Mais do que isso, esse ensaio cria problemas interpretativos interessantes: haverá mais de um modo de se considerar a política em Hume? Pode-se falar em dois níveis diferentes da ciência política para o autor, um que diz respeito a axiomas gerais sobre formas de governo, como em “That Politics May Be Reduced to A Science”, e outro que considera as interações políticas de forma experimental e que dependeria de condições específicas ou de um contexto? É possível compatibilizar, de alguma forma, o que é dito nesse ensaio e as teses que Hume desenvolve em outros pontos de sua obra, de modo a constituir uma ciência política consistente? Finalmente, quais os impactos que esse ensaio tem, quanto às dificuldades de sistematizar o pensamento humiano sobre a política?
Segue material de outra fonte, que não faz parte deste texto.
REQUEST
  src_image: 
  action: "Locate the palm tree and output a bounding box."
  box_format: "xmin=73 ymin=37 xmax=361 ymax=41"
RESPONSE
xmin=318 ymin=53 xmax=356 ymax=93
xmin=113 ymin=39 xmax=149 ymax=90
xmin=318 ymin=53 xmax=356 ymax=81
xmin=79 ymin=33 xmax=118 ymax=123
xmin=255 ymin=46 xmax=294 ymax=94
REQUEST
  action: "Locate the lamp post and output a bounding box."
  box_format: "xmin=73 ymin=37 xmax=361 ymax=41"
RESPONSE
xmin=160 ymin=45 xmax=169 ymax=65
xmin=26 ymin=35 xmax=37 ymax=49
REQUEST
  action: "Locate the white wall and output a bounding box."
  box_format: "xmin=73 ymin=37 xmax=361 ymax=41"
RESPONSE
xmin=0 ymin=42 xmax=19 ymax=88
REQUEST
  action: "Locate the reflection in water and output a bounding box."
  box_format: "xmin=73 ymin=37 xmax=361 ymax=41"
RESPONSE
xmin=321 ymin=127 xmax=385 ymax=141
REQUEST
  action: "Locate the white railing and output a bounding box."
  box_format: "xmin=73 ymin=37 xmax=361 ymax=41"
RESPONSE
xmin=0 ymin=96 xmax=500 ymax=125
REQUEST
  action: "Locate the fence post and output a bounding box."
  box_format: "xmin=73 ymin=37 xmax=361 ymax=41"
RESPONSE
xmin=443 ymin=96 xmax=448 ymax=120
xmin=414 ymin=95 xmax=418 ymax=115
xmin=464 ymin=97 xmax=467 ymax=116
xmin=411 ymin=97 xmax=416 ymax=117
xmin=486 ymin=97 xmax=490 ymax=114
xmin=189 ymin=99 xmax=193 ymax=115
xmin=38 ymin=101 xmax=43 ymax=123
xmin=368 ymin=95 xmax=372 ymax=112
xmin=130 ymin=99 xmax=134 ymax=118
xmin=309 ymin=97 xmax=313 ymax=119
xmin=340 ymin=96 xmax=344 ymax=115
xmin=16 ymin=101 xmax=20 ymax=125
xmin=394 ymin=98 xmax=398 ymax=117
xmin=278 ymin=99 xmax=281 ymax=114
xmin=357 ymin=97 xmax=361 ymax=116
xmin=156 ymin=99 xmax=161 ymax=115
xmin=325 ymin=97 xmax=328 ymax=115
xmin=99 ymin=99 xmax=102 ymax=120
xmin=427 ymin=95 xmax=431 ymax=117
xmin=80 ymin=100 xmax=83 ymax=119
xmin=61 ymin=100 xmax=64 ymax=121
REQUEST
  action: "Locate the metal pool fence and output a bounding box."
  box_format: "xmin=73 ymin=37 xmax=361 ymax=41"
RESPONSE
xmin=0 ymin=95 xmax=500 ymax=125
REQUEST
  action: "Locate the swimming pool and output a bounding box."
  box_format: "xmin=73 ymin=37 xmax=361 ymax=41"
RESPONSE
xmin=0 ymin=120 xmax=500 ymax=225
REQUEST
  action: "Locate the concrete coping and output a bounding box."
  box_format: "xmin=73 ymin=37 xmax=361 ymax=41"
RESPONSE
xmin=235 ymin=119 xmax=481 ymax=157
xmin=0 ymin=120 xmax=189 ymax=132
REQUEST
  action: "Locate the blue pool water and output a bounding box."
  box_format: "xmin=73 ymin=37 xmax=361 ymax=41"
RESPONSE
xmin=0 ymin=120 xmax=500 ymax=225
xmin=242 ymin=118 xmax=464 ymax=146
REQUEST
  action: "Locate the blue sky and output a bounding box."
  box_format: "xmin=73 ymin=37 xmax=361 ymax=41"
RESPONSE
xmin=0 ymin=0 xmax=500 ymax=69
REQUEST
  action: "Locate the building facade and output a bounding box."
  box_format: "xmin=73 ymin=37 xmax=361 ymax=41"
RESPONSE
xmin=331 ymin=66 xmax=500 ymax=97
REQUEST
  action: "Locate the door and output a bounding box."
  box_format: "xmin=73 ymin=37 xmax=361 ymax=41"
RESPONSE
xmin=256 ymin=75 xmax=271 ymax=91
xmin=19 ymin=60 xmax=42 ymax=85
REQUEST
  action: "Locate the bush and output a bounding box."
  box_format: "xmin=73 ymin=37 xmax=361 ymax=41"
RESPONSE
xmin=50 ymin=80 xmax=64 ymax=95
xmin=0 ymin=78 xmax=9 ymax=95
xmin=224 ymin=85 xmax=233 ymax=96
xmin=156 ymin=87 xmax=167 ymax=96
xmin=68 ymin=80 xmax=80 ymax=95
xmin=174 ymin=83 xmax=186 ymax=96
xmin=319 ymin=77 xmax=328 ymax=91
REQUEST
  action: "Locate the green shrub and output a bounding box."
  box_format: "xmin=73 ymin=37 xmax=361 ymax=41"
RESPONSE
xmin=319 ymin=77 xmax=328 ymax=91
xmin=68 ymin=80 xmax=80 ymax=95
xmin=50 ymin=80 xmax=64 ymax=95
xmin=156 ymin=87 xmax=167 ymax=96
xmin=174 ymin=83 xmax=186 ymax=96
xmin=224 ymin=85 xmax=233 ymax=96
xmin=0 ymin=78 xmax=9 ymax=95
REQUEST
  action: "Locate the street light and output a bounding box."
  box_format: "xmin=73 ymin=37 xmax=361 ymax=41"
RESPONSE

São questões difíceis, as quais têm atraído a atenção de comentadores de peso. O artigo de Vinícius França Freitas, que ensejou este texto, oferece uma tentativa interessante de sistematização de conceitos relevantes e constitui uma boa porta de entrada para os leitores de Hume que estiverem interessados nesses quebra-cabeças.
REFERÊNCIAS
Freitas, v. f. A ciência da política de David Hume. Trans/form/ação: revista de filosofia da Unesp, v. 44, n. 3, p. 347–370, 2021.
HUME, David. Essays Moral, Political and Literary. Indianapolis: Liberty Fund, 1985.
HUME, David. An Enquiry concerning the Principles of Morals. Oxford: Oxford University Press, 1998.
HUME, David. An Enquiry concerning Human Understanding. Oxford: Oxford University Press, 1999.
HUME, David. A Treatise of Human Nature. Oxford: Oxford University Press, 2007.
Recebido: 07/5/2021
Aceito: 07/6/2021
[1] Doutor em Filosofia pela Universidade de São Paulo (USP). Professor do Departamento de Filosofia e do Programa de Pós-Graduação em Filosofia da Universidade Federal de Sergipe (UFS). ORCID: https://orcid.org/0000-0002-0037-7647. E-mail: marcos.balieiro@gmail.com.
[2] Todas as traduções de passagens em inglês são nossas.